Old VHS quality, unfocused story w/too many characters
Yes, I agree that this transfer is terrible at best. I was shocked with the old VHS quality of this, there wasn't much effort to clean it up.
The second point I have is that only the first 3 hours based on the first book in the series seems focused and comprehensible to me. After that I found myself seeing too many characters that come and go and it not really continuing the story after that, what happened to the baby or the main heroines Indian lover? I think devoting 14 hours to just the first book would have been a better route.
I admit I have only watched the first disk so far but I almost completely have lost interest due to all the many forgettable and numerous characters with no real central story, who are these people and will any of this carry into the next episodes? It seems to be some mishmash about Indian independence in general after the first 3 hours.
Again I have not watched the whole series so it could be better and based on the overwhelmingly positive reviews it probably will come back to a coherent narrative, but I think they could have cut a lot of the characters and subplots and made this even better or more clearly delineated which novel each saga is based on.

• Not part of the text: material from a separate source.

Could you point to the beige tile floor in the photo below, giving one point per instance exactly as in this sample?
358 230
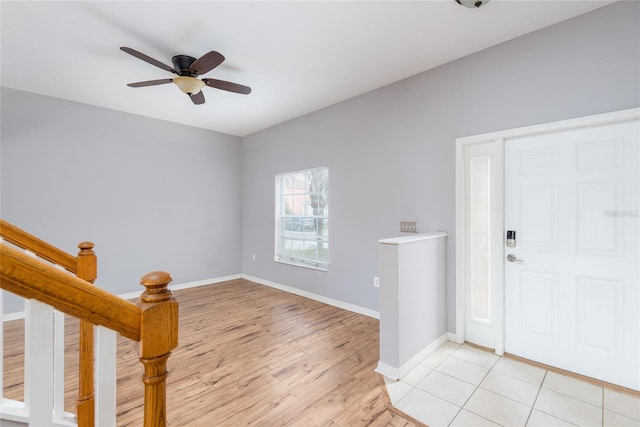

A mere two cents............
A few years ago, seeing an advertisement for a low cost tour package of London and a number of other locations in UK, I very nearly took advantage of its great price.
While I was mulling over the idea, one of the things that came into my head was how much I would enjoy a side trip to visit Sarah Layton, whose location is revealed in "Staying On", another DVD people who loved the Jewel should find and watch. It was only some hours later that I remembered that Sarah was a fictional character, so real did those people who lived in the Jewel In The Crown become to me, through the genius of Paul Scott's Raj Quartet and the superlative production of the film on these disks.
I didn't take the trip, sadly, and, somehow, it would probably have left me somewhat unfulfilled, without Sarah there.
For me, there never has been nor ever will be a production to match this true Jewel. Would that American films could be one tenth so great!